Category: Practical Magic (1998)
Genre: Gen, POV Multiple, Pre-Canon
Language: English
Status: Completed
Published: 2019-12-17
Updated: 2019-12-17
Packaged: 2021-02-26 03:08:24
Rating: Teen And Up Audiences
Warnings: No Archive Warnings Apply
Chapters: 1
Words: 1,503
Publisher: archiveofourown.org
Story URL: https://archiveofourown.org/works/21836473
Author URL: https://archiveofourown.org/users/blueteak/pseuds/blueteak
Summary: Gillian and her aunts have a talk on the day she runs away from home.
Comments: 8
Kudos: 16
Collections: Yuletide 2019





	Birds, Bees, and Witches

**Author's Note:**

  * For [tris_chandler](https://archiveofourown.org/users/tris_chandler/gifts).



Gillian cast the "Soft Footsteps" spell over and over again (just to be safe) on her way back into the house at 5:00 a.m. only to have her casting rendered irrelevant by the sight of her aunts waiting for her, midnight margarita time having apparently extended into the morning hours. 

“Just to be clear, Gillian, when Frances and I said to watch out for boys who could charm the pants off of you, we didn’t mean that they could actually use charms to take your pants off of you. Well. Not magic charms, anyway. You’re not under any magical compulsion, just in case you were worried.” 

Gillian straightened up and gave her aunts a look that would have frozen the Puritans in their tracks, suddenly looking every inch the mature, formidable witch. 

“I know, Jet!” She exclaimed, suddenly morphing into a surly 18 year old again.

“Then you also know that hopping up and down chanting ‘I hope I don’t get pregnant, I hope I don’t get pregnant” doesn’t usually work, right?” Jet asked, sounding right on the edge of sarcastic but clearly genuinely concerned (there were contraceptive spells, but it was best not to rely on them since the heat of the moment could easily interfere with casting).

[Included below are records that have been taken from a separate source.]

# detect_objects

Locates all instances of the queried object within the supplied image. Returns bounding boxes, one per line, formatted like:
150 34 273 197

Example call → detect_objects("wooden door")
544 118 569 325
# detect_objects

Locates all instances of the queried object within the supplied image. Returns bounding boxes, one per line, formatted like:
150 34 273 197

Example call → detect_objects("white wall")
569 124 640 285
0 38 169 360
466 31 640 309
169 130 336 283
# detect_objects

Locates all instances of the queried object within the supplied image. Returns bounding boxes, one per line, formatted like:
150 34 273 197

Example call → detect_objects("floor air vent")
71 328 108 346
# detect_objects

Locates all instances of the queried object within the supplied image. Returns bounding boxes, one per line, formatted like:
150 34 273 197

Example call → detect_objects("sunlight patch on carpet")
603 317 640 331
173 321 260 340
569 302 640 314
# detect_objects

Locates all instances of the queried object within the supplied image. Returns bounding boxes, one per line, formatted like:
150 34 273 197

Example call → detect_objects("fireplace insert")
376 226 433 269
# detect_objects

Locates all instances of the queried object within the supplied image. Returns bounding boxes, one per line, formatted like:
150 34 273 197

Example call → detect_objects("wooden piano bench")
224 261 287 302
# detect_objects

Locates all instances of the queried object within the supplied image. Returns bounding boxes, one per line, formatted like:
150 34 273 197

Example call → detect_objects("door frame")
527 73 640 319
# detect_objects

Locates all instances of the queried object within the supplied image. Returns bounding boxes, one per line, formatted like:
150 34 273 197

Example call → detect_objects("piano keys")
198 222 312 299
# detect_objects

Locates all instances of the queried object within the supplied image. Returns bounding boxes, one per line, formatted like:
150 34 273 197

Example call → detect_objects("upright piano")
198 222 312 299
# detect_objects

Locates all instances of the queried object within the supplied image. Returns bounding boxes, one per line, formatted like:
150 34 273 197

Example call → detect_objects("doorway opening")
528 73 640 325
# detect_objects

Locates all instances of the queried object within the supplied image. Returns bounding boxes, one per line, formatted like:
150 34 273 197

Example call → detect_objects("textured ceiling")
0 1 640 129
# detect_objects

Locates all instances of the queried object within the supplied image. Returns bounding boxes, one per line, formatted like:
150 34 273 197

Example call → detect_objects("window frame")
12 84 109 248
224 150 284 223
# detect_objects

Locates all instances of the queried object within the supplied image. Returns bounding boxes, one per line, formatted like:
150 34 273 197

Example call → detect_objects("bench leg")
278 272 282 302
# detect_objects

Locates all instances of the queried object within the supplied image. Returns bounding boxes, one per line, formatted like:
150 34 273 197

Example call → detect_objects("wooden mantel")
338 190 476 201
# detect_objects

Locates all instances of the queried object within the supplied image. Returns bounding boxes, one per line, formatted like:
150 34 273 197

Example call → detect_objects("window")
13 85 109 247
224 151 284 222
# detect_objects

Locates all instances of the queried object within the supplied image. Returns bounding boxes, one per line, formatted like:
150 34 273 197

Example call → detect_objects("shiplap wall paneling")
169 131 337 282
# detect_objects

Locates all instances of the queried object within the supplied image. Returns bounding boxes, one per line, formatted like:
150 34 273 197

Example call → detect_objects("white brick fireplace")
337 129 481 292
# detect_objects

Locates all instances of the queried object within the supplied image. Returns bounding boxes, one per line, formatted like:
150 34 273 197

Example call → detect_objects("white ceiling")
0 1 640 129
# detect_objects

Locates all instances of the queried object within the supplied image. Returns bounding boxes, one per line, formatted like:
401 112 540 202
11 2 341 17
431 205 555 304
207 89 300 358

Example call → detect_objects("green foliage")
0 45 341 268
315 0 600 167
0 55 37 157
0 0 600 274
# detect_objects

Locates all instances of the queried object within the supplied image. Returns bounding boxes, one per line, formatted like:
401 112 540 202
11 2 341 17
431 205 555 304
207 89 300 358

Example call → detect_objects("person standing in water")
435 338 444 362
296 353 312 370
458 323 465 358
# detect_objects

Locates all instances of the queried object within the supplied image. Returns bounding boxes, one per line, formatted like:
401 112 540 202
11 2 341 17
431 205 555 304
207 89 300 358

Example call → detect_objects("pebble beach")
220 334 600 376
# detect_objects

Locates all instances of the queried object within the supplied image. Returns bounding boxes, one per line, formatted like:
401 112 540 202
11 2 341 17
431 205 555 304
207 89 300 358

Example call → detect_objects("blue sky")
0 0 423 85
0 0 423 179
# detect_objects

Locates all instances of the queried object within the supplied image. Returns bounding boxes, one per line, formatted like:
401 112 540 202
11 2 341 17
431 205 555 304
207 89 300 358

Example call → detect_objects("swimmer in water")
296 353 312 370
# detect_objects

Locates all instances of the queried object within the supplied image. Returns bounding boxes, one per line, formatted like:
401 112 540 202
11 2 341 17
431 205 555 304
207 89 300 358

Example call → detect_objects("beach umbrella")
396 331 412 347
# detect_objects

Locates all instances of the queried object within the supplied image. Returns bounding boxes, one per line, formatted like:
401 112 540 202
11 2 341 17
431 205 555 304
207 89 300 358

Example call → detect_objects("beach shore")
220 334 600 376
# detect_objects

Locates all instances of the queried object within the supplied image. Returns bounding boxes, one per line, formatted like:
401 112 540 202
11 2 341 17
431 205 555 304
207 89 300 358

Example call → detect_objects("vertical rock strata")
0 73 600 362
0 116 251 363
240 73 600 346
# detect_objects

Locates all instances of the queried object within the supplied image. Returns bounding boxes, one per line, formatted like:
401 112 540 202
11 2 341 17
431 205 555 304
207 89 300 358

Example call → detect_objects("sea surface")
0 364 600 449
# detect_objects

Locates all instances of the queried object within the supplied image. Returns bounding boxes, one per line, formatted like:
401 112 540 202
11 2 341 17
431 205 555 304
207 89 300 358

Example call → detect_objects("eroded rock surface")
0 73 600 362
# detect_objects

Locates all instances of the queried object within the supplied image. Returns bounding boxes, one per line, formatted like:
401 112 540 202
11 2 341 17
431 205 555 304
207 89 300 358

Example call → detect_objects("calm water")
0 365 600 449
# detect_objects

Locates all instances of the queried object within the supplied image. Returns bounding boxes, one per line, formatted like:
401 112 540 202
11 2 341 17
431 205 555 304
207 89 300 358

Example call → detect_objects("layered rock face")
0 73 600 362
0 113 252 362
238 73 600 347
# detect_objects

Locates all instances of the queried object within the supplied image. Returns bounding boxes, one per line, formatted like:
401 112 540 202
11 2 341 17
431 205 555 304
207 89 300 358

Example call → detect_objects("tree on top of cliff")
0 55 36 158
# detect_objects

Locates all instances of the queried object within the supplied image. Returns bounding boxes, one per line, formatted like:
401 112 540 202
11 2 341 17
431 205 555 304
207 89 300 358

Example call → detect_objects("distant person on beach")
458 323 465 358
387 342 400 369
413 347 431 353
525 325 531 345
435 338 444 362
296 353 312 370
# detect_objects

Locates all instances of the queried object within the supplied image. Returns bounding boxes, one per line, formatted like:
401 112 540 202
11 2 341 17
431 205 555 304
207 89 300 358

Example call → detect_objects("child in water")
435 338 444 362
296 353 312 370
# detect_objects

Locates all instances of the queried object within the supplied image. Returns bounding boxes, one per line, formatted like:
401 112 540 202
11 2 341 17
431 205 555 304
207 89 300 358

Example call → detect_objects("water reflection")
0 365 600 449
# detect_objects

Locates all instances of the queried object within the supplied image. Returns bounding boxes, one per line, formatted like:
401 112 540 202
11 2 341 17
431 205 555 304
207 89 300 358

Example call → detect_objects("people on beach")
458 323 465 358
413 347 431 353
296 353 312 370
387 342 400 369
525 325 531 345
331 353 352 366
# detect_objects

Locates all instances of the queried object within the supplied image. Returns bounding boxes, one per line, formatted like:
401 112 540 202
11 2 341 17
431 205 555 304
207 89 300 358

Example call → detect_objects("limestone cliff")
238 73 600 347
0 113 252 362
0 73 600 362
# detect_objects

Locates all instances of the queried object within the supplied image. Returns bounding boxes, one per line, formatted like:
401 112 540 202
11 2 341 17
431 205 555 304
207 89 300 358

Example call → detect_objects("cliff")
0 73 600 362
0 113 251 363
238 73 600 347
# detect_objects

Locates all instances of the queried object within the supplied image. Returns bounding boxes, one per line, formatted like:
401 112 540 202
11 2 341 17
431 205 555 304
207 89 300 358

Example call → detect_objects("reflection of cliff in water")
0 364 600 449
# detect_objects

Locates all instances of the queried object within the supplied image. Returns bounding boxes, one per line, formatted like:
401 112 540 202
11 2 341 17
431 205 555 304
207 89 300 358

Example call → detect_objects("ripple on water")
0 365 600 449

“Of course! Frances gave me my first box of condoms. And shoved her fist in one of them to show Sally and me just how much they could hold in case any guy tries to claim that he’s too big to fit in one. Actually…I don’t know how I ever had sex after that.”

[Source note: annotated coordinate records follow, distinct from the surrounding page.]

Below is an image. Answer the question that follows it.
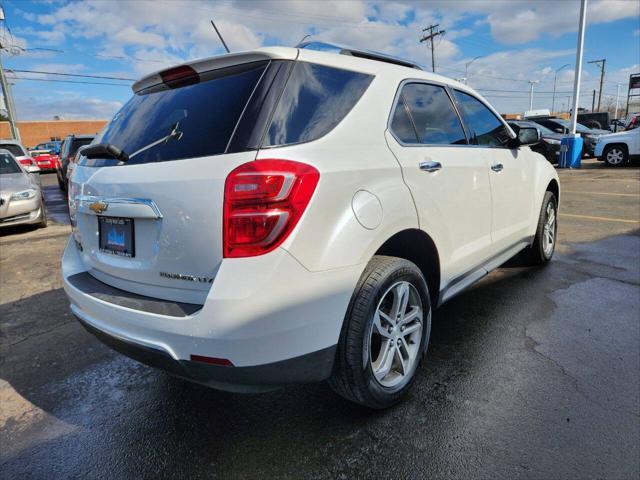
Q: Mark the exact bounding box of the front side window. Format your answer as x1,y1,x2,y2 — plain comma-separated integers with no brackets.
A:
263,62,373,146
391,83,467,145
454,90,510,147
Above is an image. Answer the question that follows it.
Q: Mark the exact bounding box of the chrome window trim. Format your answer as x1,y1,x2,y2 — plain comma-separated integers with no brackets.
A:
449,87,518,150
387,78,470,148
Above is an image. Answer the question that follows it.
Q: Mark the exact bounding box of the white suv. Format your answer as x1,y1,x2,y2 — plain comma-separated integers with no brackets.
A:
62,46,559,408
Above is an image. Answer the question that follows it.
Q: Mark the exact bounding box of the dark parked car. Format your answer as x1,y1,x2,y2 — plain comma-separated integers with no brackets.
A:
31,140,61,155
507,120,564,163
56,135,95,192
527,117,611,157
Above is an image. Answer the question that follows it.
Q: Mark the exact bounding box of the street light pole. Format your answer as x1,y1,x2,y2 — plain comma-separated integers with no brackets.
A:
551,63,569,113
464,55,484,85
529,80,540,110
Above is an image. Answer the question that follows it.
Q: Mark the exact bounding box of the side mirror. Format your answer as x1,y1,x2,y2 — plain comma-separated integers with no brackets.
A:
518,127,542,145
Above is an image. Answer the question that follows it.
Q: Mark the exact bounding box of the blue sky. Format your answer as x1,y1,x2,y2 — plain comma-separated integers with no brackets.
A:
0,0,640,120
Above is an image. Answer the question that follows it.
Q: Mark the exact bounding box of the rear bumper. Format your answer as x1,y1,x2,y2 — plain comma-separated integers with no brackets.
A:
62,239,364,391
76,317,336,392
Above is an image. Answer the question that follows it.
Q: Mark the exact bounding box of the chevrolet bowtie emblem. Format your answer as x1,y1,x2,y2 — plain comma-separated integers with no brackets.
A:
89,202,109,213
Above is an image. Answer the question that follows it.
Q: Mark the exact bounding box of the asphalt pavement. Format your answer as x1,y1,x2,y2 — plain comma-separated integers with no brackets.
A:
0,160,640,479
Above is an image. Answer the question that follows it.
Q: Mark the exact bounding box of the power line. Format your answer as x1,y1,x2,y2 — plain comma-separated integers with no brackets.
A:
7,69,136,82
11,75,130,88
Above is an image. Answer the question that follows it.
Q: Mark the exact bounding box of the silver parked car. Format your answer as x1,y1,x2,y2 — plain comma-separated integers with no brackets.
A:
0,149,47,227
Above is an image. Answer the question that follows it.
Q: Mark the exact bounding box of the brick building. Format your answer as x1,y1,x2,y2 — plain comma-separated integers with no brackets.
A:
0,120,107,148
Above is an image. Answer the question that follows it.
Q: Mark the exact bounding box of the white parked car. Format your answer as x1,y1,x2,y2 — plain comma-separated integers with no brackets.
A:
594,128,640,167
62,45,559,408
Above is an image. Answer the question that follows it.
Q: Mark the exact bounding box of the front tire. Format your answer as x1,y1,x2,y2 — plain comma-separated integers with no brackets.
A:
602,145,629,167
329,256,431,409
522,191,558,265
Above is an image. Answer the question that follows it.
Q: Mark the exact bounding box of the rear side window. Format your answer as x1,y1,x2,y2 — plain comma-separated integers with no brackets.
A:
454,90,510,147
392,83,467,145
391,97,418,143
87,61,269,166
263,62,373,146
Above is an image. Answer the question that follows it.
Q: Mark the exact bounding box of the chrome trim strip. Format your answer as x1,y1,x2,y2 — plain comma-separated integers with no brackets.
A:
438,235,535,306
75,195,163,218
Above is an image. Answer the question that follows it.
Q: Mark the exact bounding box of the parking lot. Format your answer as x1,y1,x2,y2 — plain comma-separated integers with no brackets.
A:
0,160,640,479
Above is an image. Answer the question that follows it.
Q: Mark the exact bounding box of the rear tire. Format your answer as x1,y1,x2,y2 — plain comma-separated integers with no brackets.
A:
602,145,629,167
522,192,558,265
329,255,431,409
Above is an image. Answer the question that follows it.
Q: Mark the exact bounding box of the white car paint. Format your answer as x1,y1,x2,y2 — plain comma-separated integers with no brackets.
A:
62,44,559,390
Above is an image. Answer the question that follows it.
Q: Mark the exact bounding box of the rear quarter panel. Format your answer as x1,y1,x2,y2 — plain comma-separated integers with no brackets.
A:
258,71,418,271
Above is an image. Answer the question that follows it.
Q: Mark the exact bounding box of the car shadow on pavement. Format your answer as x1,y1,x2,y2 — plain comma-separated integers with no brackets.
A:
0,260,551,477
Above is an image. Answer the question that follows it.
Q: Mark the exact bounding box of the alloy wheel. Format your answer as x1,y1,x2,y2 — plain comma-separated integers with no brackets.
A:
369,281,423,387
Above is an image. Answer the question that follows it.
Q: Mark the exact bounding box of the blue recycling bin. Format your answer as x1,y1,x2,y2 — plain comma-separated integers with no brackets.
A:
558,134,583,168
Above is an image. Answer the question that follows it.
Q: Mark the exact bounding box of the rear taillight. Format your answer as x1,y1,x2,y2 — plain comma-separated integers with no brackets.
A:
223,160,320,258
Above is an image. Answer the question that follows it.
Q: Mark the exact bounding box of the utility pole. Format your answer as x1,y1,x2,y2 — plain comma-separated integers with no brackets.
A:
529,80,540,111
420,23,445,73
464,55,484,85
551,63,569,113
587,58,607,111
0,7,20,141
569,0,587,135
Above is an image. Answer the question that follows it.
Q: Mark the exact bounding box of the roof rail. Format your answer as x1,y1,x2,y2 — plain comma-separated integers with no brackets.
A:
296,41,422,70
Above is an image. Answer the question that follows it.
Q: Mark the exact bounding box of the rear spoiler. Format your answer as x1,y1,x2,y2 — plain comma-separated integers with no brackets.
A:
131,47,298,93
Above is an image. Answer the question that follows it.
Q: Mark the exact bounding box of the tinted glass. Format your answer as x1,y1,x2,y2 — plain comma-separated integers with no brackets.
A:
454,90,509,147
391,98,418,143
0,153,22,175
509,122,556,135
0,143,26,157
264,62,373,146
402,83,467,145
90,62,268,166
69,138,93,156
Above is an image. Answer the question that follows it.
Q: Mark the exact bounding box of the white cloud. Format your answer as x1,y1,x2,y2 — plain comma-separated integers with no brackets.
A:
16,92,122,120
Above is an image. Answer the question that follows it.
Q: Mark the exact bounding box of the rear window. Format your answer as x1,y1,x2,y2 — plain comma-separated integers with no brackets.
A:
92,61,269,166
263,62,373,146
0,143,27,157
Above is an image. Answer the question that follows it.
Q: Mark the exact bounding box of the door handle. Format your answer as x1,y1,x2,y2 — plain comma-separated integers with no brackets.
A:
420,161,442,172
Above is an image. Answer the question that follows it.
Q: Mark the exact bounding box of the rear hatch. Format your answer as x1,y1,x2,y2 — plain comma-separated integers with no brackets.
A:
69,49,296,304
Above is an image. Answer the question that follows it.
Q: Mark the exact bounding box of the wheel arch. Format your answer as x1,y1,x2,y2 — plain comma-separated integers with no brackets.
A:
545,178,560,205
375,228,441,308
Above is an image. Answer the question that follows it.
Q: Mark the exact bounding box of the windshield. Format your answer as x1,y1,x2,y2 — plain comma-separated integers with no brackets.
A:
516,122,557,135
0,143,26,157
0,153,22,175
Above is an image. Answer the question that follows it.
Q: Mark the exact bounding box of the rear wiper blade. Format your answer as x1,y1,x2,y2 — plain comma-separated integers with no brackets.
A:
82,143,129,162
82,122,182,162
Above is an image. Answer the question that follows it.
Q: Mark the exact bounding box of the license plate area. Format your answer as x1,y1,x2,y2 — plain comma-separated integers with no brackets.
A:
98,216,136,258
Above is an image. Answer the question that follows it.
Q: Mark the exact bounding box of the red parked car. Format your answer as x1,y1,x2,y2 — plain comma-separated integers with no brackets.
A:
29,150,59,172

“Oh dear, I do hope that’s not why Sally hasn’t seemed interested,” Frances said sotto voce. But Gillian didn’t even need to cast to have sensitive ears where anything about her sister was concerned.

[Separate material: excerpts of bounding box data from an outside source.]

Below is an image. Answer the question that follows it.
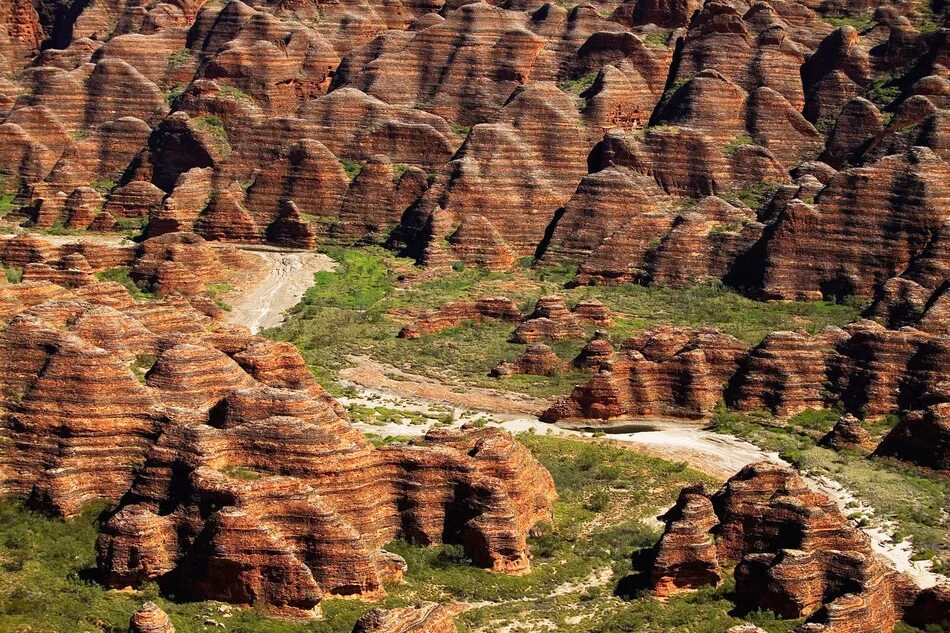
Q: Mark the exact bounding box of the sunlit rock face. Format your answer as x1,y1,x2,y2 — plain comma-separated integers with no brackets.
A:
0,253,557,612
650,462,939,633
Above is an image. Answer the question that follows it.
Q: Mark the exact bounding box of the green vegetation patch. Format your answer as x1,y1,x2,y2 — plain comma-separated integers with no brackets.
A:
0,500,382,633
712,406,950,571
267,247,858,397
557,70,597,96
719,182,779,211
96,266,157,301
218,86,254,103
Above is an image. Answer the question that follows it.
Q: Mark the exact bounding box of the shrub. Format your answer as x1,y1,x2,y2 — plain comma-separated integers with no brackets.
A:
96,266,156,301
722,134,756,156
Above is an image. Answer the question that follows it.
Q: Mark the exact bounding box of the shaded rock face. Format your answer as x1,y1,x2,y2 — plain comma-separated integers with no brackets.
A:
651,462,920,632
543,321,948,430
398,295,613,343
0,0,950,308
650,487,722,596
491,343,565,378
399,297,523,338
820,415,874,452
875,402,950,471
542,327,748,422
0,232,261,299
762,148,950,299
129,602,175,633
0,282,556,612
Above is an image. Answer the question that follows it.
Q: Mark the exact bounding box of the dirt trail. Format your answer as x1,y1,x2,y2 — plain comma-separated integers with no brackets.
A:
340,356,947,587
228,247,336,334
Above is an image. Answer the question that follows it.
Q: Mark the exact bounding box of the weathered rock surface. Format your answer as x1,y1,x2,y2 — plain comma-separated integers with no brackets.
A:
353,602,464,633
542,327,748,422
874,402,950,471
0,278,556,608
491,343,566,378
652,462,920,633
129,602,175,633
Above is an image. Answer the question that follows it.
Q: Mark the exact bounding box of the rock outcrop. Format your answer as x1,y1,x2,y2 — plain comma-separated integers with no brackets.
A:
129,602,175,633
651,462,920,633
543,321,950,432
491,343,566,378
399,297,523,338
353,602,464,633
0,276,556,608
874,402,950,471
542,327,748,422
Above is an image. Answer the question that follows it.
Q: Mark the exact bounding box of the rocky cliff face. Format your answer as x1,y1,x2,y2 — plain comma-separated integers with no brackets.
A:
0,0,950,308
0,258,556,612
543,321,948,428
651,462,940,633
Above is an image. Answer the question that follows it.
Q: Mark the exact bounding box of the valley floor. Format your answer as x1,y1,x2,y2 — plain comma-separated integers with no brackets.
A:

“No,” Gillian said, once again looking powerful and wise beyond her years, as all Owens women could approximately one second after birth. While no one was sure whether Owens women’s magic manifested in utero (it had been a hotly debated topic for centuries), all agreed that their magic worked immediately post-birth. The amount of Owens infants who had saved themselves from incompetent midwives and doctors was legendary. Frances, who had been planning to illustrate an alphabet/chronicle of everything that Owens women and children had saved themselves from over the years, had been irked the first time she saw The Gashlycrumb Tinies--that is until she realized that Gorey's endings were different. Her alphabet went more like “A is for baby Alice, who survived asphyxia, and also for Agatha, who survived attempted axe murder" (the townspeople had gotten slightly more creative after discovering hanging didn’t work). 

“It’s not because of Frances's fist in a condom. It's because of my mother and father, and Frances and Ethan, and--” Gillian continued. 

And Frances realized that if she wanted to break all their hearts she could write a book in the style of The Gashlycrumb Tinies about all the men the Owens women had loved and lost early. E is for Ethan who died by fate, not by accident.

“I know,” Frances interjected, interrupting Gillian’s list. “Gilly-bean,” she said, falling back into using a nickname that she knew Gillian professed to hate but secretly loved (just as she understood that even the coolest, condom-dispensing, chocolate cake for breakfast-providing aunts must be irritating to their charges in some ways) “you and Sally are two sides of the same coin, pushing love away in different ways, but pushing it away all the same. I know we've been over this again and again, but I hope soon you'll understand that we may never have what's considered normal, but we can have happy. We can have love even if it isn’t forever. And love isn’t really forever even for the magic-less people who yell “Witch, witch, you’re a witch” at us, as I’m sure you know from the potion requests we get.”  


Gillian looked like she was somewhere between sighing and crying and also right on the edge of saying something hurtful that she meant and yet also didn’t mean. If Frances knew Gillian and could predict the future (which she could a fair amount of the time), she knew that Gillian would hold herself back.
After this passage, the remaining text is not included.